Fibonacci stream (defined in Scaladocs for Stream) went somewhat better, it "simply" runs out of memory:
scala> import scala.math.BigInt
import scala.math.BigInt
scala> val fibs:Stream[BigInt] = BigInt(0) #:: BigInt(1) #:: fibs.zip(
| fibs.tail).map(n=> {
| n._1 + n._2})
fibs: Stream[scala.math.BigInt] = Stream(0, ?)
scala> fibs.take(10000)
res0: scala.collection.immutable.Stream[scala.math.BigInt] = Stream(0, ?)
scala> fibs.take(10000).toList
res1: List[scala.math.BigInt] = List(0, 1, 1, 2, 3, 5, 8, 13, 21, 34, 55, 89, 144, 233, 377, 610, 987, 1597, 2584, 4181, 6765, 10946, 17711, 28657, 46368, 75025, 121393, 196418, 317811, 514229, 832040, 1346269, 2178309, 3524578, 5702887, 9227465, 14930352, 24157817, 39088169, 63245986, 102334155, 165580141, 267914296, 433494437, 701408733, 1134903170, 1836311903, 2971215073, 4807526976, 7778742049, 12586269025, 20365011074, 32951280099, 53316291173, 86267571272, 139583862445, 225851433717, 365435296162, 591286729879, 956722026041, 1548008755920, 2504730781961, 4052739537881, 6557470319842, 10610209857723, 17167680177565, 27777890035288, 44945570212853, 72723460248141, 117669030460994, 190392490709135, 308061521170129, 498454011879264, 806515533049393, 1304969544928657, 2111485077978050,...

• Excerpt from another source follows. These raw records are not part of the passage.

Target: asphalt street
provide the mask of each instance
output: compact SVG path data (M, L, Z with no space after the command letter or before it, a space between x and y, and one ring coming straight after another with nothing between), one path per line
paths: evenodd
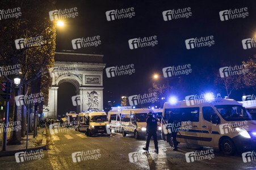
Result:
M52 134L48 130L47 133L51 134L47 138L49 149L42 152L43 158L17 163L14 156L1 157L0 169L256 169L255 161L244 163L241 155L225 156L217 151L213 151L214 157L210 159L194 160L190 163L186 160L186 153L211 149L208 147L182 144L179 145L179 150L174 151L166 141L159 140L157 155L153 152L153 140L149 153L146 153L142 150L145 139L136 140L131 135L124 137L121 134L112 133L110 136L87 137L78 131L55 131ZM86 158L84 159L79 157L79 153L82 152L90 156L83 157ZM78 152L78 155L72 156L75 152Z

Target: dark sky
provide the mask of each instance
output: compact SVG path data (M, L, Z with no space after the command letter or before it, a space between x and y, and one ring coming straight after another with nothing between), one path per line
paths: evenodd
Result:
M116 100L122 95L131 96L146 91L153 83L152 75L162 75L163 67L190 63L192 68L205 68L205 76L213 76L213 69L219 70L222 61L232 65L255 54L255 49L244 50L241 41L256 36L255 1L58 1L57 9L77 7L79 16L66 19L66 26L57 29L57 50L73 50L73 39L99 35L102 44L97 47L74 50L75 52L104 54L106 67L134 64L135 73L131 75L107 78L103 72L104 101ZM135 16L107 21L107 11L134 7ZM165 10L191 7L192 16L165 22L162 12ZM247 7L249 16L221 22L220 11ZM129 39L157 36L158 44L131 50ZM186 39L213 36L215 44L187 50ZM195 69L195 70L196 69ZM202 74L202 73L200 73ZM195 81L205 79L194 73ZM198 75L198 76L196 76ZM185 77L186 79L186 78ZM174 82L175 83L175 82ZM193 86L193 82L188 81ZM212 83L202 91L211 90ZM233 98L241 100L244 90L234 92ZM111 97L107 93L111 92ZM176 92L176 94L179 92ZM179 96L194 94L188 90Z

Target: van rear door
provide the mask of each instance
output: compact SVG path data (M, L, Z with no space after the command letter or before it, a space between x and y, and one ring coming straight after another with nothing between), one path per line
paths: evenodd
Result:
M180 114L182 121L181 129L186 130L178 133L177 140L188 144L200 145L199 107L180 108Z

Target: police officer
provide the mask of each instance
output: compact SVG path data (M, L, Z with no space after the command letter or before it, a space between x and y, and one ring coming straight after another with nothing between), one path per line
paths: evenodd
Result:
M176 136L177 135L179 128L181 126L181 122L179 120L177 114L173 114L171 113L170 118L168 120L168 124L171 124L171 128L169 129L171 131L170 137L171 137L171 141L173 142L173 150L178 150L178 144L179 143L176 140ZM169 139L170 140L170 138ZM169 141L167 139L167 141ZM169 141L167 141L169 142Z
M148 138L146 139L146 147L143 148L143 150L148 151L149 142L151 137L153 136L154 138L154 152L158 154L158 143L157 142L157 118L153 116L153 113L149 112L148 113L148 118L146 119L146 133L148 134Z

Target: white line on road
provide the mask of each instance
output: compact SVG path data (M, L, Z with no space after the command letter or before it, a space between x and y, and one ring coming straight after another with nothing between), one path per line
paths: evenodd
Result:
M71 136L69 135L64 135L64 136L67 138L68 139L74 139L74 138L72 137Z
M53 141L59 141L60 138L56 135L53 135L52 138L53 138Z
M88 138L87 137L86 137L86 135L82 135L81 134L77 134L77 135L78 135L79 137L81 137L82 138Z

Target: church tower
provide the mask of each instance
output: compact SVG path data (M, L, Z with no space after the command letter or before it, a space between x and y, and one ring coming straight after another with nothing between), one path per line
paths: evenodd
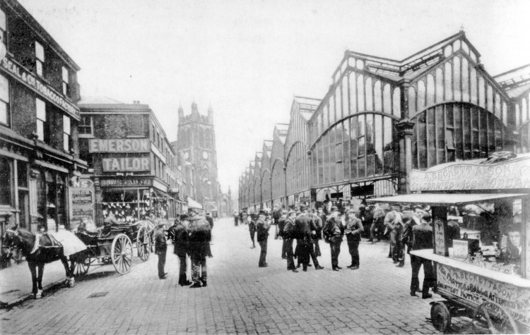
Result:
M206 212L215 214L219 210L222 199L217 179L213 110L210 106L208 115L201 115L197 104L194 102L190 114L184 115L181 106L178 115L178 164L181 166L192 167L192 178L196 191L194 200L202 205Z

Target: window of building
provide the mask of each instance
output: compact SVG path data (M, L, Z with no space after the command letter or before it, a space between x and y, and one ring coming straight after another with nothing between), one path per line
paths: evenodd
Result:
M47 136L46 127L46 104L37 98L37 138L44 141Z
M0 75L0 124L9 126L9 81Z
M78 126L78 131L79 132L79 135L93 135L93 122L94 120L92 116L88 115L81 115L81 120L79 122L79 126Z
M13 161L0 156L0 178L3 186L0 188L0 206L11 205L11 190L13 188Z
M62 80L63 80L63 95L70 96L70 86L69 85L69 73L68 69L64 66L62 67Z
M70 118L63 115L63 149L68 152L70 150Z
M35 41L35 69L37 74L40 77L42 77L44 75L44 63L45 63L45 53L44 47Z
M6 40L6 32L7 31L7 20L6 20L6 13L0 10L0 42L7 45Z
M487 157L503 150L507 130L500 119L466 103L428 109L413 118L413 168Z

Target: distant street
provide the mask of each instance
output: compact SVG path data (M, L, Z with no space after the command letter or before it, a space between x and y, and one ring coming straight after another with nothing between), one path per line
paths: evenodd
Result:
M250 249L247 226L217 220L213 258L208 259L208 287L178 282L178 261L170 245L160 280L156 255L135 261L119 276L112 266L90 269L73 288L49 292L11 310L0 310L1 334L436 334L426 320L429 303L411 297L410 260L396 268L386 243L361 243L360 269L349 270L343 243L339 265L331 269L329 247L321 241L323 270L286 270L281 240L269 240L269 267L258 268L259 247ZM28 273L29 276L29 271ZM45 276L47 274L45 272ZM421 278L420 278L421 279ZM106 293L106 295L105 295ZM94 293L99 297L89 298ZM420 296L418 294L418 296ZM455 334L472 332L469 319L453 319Z

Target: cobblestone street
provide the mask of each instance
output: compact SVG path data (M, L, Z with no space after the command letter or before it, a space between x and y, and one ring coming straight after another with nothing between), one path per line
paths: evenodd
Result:
M408 294L411 267L386 258L386 243L360 247L361 265L347 269L343 243L338 272L321 241L324 269L293 273L280 257L282 241L269 236L269 267L258 268L259 247L250 249L247 226L218 220L208 259L208 286L178 285L178 260L170 246L166 280L156 274L157 257L135 261L120 276L112 266L90 269L73 288L46 292L0 310L2 334L435 334L426 318L429 303ZM29 272L28 273L29 276ZM47 276L45 272L45 276ZM420 280L422 279L420 278ZM96 298L90 295L100 293ZM107 293L106 295L105 293ZM419 294L418 294L419 296ZM471 331L469 319L454 318L454 333Z

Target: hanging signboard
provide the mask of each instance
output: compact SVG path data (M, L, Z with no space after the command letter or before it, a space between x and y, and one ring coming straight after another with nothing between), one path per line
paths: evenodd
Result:
M94 222L94 183L88 178L75 178L69 188L70 193L70 229L83 220Z
M527 158L527 157L526 157ZM522 157L491 164L454 163L411 173L411 190L530 188L530 160Z
M146 187L151 186L153 183L153 178L109 178L100 180L100 185L116 186L116 187Z

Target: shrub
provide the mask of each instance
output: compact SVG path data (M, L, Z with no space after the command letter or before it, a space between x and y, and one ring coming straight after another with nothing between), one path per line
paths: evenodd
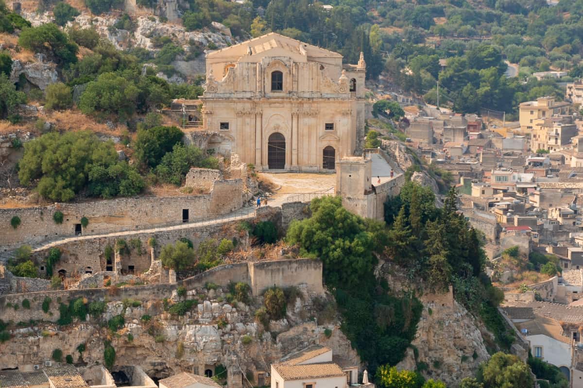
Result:
M124 323L125 323L125 320L124 319L124 316L118 315L107 321L107 327L109 328L110 330L117 332L124 327Z
M67 22L75 19L79 15L79 12L63 1L58 2L52 9L55 16L55 23L58 26L64 26Z
M106 245L103 250L103 255L105 256L106 261L107 262L113 260L113 248L111 245L108 244Z
M77 351L79 352L79 354L81 354L83 352L85 351L85 344L79 344L77 347Z
M185 300L174 303L173 305L168 307L167 311L173 315L182 316L189 311L194 304L194 300Z
M182 141L184 136L184 133L176 127L157 126L138 130L134 145L136 158L145 165L154 168L174 145Z
M180 359L184 355L184 343L178 341L178 344L176 346L176 358Z
M51 302L52 300L49 297L45 297L44 300L43 301L43 311L46 314L48 312L48 309L51 307Z
M251 336L245 334L241 337L241 342L244 345L248 345L251 343L253 342L253 339Z
M87 305L83 298L78 298L73 301L72 312L80 321L85 320L87 315Z
M92 50L95 48L97 44L99 43L99 34L94 29L69 29L68 31L69 37L80 46L86 47Z
M260 307L255 310L255 319L263 325L263 327L268 329L269 327L269 316L265 307Z
M0 343L4 343L10 339L10 333L6 330L0 332Z
M56 224L62 224L63 223L63 213L62 212L57 210L52 215L52 219Z
M181 298L186 295L186 287L184 286L178 286L176 289L176 294Z
M58 275L53 275L51 278L51 287L53 290L57 290L61 288L63 284L63 280Z
M14 216L10 219L10 225L16 229L20 225L20 218L18 216Z
M48 251L48 256L47 257L47 276L51 277L52 276L52 270L55 264L61 259L61 250L58 248L51 248Z
M278 230L271 221L258 222L252 234L260 244L273 244L278 240Z
M168 244L162 248L160 259L167 268L177 272L184 270L194 262L194 251L187 243L176 241L174 245Z
M138 255L142 254L142 241L139 239L132 239L129 240L129 246L136 250Z
M217 248L217 253L222 256L229 253L234 248L235 246L233 245L231 240L227 239L223 239L219 243L219 247Z
M34 263L31 260L17 265L12 272L15 276L21 277L37 277L38 275Z
M52 351L51 358L57 362L60 362L63 359L63 351L61 349L55 349Z
M269 289L264 294L264 305L271 320L281 319L286 316L286 297L278 287Z
M25 29L20 33L18 44L33 52L43 54L62 66L77 62L79 47L53 23Z
M108 343L103 350L103 362L108 369L111 369L115 363L115 350Z

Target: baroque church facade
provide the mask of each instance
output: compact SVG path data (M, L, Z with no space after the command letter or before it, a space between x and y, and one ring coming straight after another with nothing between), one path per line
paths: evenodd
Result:
M366 70L275 33L210 52L203 129L258 169L334 170L361 148Z

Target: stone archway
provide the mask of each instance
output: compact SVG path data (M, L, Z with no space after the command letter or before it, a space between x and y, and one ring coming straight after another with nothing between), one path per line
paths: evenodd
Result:
M324 170L333 170L336 168L336 150L331 145L324 147L322 151L322 168Z
M270 170L283 170L286 168L286 138L275 132L267 142L267 165Z

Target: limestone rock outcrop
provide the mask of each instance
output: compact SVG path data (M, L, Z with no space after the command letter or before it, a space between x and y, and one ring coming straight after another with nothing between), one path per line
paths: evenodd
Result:
M44 90L50 84L58 80L57 65L52 62L44 62L42 55L37 55L36 62L22 63L16 59L12 62L12 70L10 80L17 83L22 75L31 84Z
M410 350L397 367L415 369L423 365L420 369L426 378L457 387L464 378L474 376L490 356L475 318L452 298L445 301L434 297L422 298L423 313L412 343L417 352Z

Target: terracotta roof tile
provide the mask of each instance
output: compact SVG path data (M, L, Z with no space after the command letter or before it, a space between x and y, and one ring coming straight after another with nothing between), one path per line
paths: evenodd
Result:
M292 365L286 363L272 364L272 366L285 380L319 379L345 376L342 369L334 362L317 362L303 365Z
M511 319L533 319L535 318L532 307L503 307L502 310Z
M160 380L160 384L168 387L168 388L183 388L196 383L200 383L215 388L222 388L220 385L215 382L212 379L198 375L183 372L177 375Z

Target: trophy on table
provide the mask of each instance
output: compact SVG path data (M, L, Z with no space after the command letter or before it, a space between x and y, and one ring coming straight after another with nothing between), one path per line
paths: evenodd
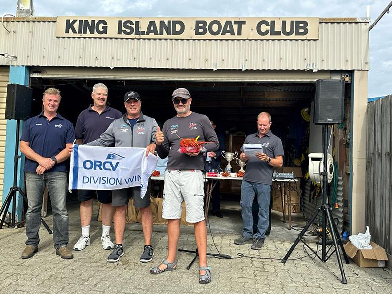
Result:
M244 167L246 165L247 162L244 162L242 160L240 159L239 158L236 158L236 162L237 164L238 165L238 166L240 167L240 170L238 171L239 172L242 172L244 173L245 173L245 170L244 169Z
M224 169L224 170L227 172L233 172L233 167L230 165L230 162L235 159L238 155L238 153L237 153L237 151L235 151L234 153L231 152L224 152L224 151L222 151L222 156L224 157L229 163Z

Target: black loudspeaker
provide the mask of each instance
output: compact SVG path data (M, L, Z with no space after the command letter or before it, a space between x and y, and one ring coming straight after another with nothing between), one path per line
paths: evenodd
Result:
M32 104L32 89L18 84L7 85L6 119L27 120L31 116Z
M315 92L315 124L335 124L344 118L344 81L317 80Z

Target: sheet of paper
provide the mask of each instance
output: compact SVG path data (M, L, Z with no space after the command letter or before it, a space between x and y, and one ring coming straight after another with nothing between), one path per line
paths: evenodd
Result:
M248 157L256 157L256 154L263 153L261 144L244 144L244 153Z

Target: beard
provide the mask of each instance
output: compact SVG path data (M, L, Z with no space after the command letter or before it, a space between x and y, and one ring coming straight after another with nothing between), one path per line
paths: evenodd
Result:
M184 107L179 107L176 106L175 110L178 114L184 114L189 111L190 105L184 105Z

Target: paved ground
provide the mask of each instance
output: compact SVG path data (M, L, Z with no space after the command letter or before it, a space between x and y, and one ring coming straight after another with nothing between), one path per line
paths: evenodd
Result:
M69 203L70 247L80 235L77 203ZM208 236L208 251L230 255L231 259L208 258L212 268L212 281L207 285L198 282L196 264L188 270L186 267L193 255L178 254L177 270L153 275L149 268L165 257L167 250L166 226L154 227L153 242L155 256L148 264L138 262L143 248L139 224L127 225L124 245L125 254L117 263L106 262L110 251L100 245L100 224L93 222L93 243L79 252L73 251L74 258L65 260L56 256L52 237L44 229L40 232L38 252L30 259L22 259L25 247L25 229L0 230L0 290L1 293L391 293L392 272L388 269L361 268L355 264L344 264L347 285L340 283L340 273L336 257L323 264L307 256L298 245L290 256L301 259L280 260L285 255L297 236L298 232L287 229L286 224L274 213L271 235L264 247L257 251L250 244L241 246L233 243L241 231L239 207L236 202L224 202L224 218L212 216L210 224L212 236ZM95 207L96 211L97 208ZM303 224L298 216L294 224ZM46 218L51 227L51 217ZM210 230L209 229L209 233ZM111 231L113 236L113 230ZM216 248L214 245L213 236ZM113 237L112 237L113 239ZM309 237L314 244L315 237ZM194 249L193 229L181 227L179 247ZM243 255L240 258L239 254Z

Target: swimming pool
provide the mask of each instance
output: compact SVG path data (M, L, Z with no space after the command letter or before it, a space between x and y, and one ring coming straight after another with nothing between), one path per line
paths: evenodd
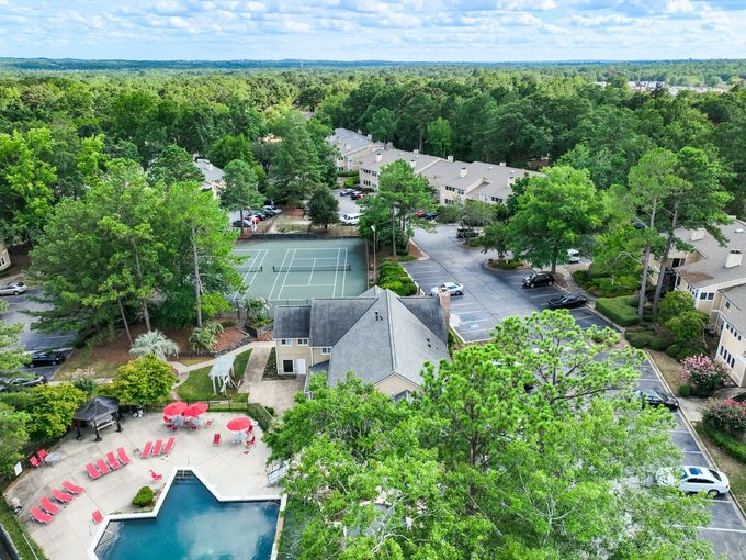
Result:
M221 502L180 471L155 518L111 520L95 547L100 560L269 560L280 501Z

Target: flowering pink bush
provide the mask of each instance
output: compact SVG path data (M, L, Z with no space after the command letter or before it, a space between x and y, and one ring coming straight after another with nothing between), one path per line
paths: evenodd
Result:
M711 395L723 384L726 376L723 365L707 356L690 356L683 360L681 378L700 396Z
M746 429L746 403L733 399L710 401L702 412L702 419L734 434Z

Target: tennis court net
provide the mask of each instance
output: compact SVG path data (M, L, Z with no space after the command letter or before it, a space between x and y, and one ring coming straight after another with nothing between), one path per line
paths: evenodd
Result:
M352 265L287 265L284 267L272 267L272 272L346 272L352 270Z

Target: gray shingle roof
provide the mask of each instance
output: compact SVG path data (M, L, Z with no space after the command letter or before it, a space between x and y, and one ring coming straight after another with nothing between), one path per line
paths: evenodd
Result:
M708 285L735 282L743 279L746 283L746 262L739 266L726 268L725 259L732 249L746 254L746 224L734 220L732 224L720 227L727 243L723 246L712 235L704 233L701 239L692 240L691 229L676 229L676 236L691 245L702 255L697 262L678 267L676 271L693 288L707 288Z
M308 338L310 307L280 305L274 310L274 338Z

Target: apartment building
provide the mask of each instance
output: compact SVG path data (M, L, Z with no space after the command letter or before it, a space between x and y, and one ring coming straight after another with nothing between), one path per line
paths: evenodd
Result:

scala> fibs.take(100000).toList
java.lang.OutOfMemoryError: Java heap space
at java.math.BigInteger.add(BigInteger.java:1075)
at java.math.BigInteger.add(BigInteger.java:1048)
at scala.math.BigInt.$plus(BigInt.scala:203)
at $anonfun$1$$anonfun$apply$1$$anonfun$apply$2.apply(<console>:10)
at $anonfun$1$$anonfun$apply$1$$anonfun$apply$2.apply(<console>:9)
at scala.collection.immutable.Stream$$anonfun$map$1.apply(Stream.scala:376)
at scala.collection.immutable.Stream$$anonfun$map$1.apply(Stream.scala:376)
at scala.collection.immutable.Stream$Cons.tail(Stream.scala:1085)
at scala.collection.immutable.Stream$Cons.tail(Stream.scala:1077)
at scala.collection.immutable.Stream$$anonfun$take$2.apply(Stream.scala:731)
at scala.collection.immutable.Stream$$anonfun$take$2.apply(Stream.scala:731)
at scala.collection.immutable.Stream$Cons.tail(Stream.scala:1085)
at scala.collection.immutable.Stream$Cons.tail(Stream.scala:1077)
at scala.collection.immutable.Stream.foreach(Stream.scala:548)
at scala.collection.generic.Growable$class.$plus$plus$eq(Growable.scala:48)
at scala.collection.mutable.ListBuffer.$plus$plus$eq(ListBuffer.scala:176)
at scala.collection.mutable.ListBuffer.$plus$plus$eq(ListBuffer.scala:45)
at scala.collection.TraversableLike$class.to(TraversableLike.scala:629)
at scala.collection.AbstractTraversable.to(Traversable.scala:105)
at scala.collection.TraversableOnce$class.toList(TraversableOnce.scala:257)
at scala.collection.AbstractTraversable.toList(Traversable.scala:105)
...
OK, let's look at the stream of the natural numbers. It seemed to survive longer, but as we reach certain limit things still crash horribly.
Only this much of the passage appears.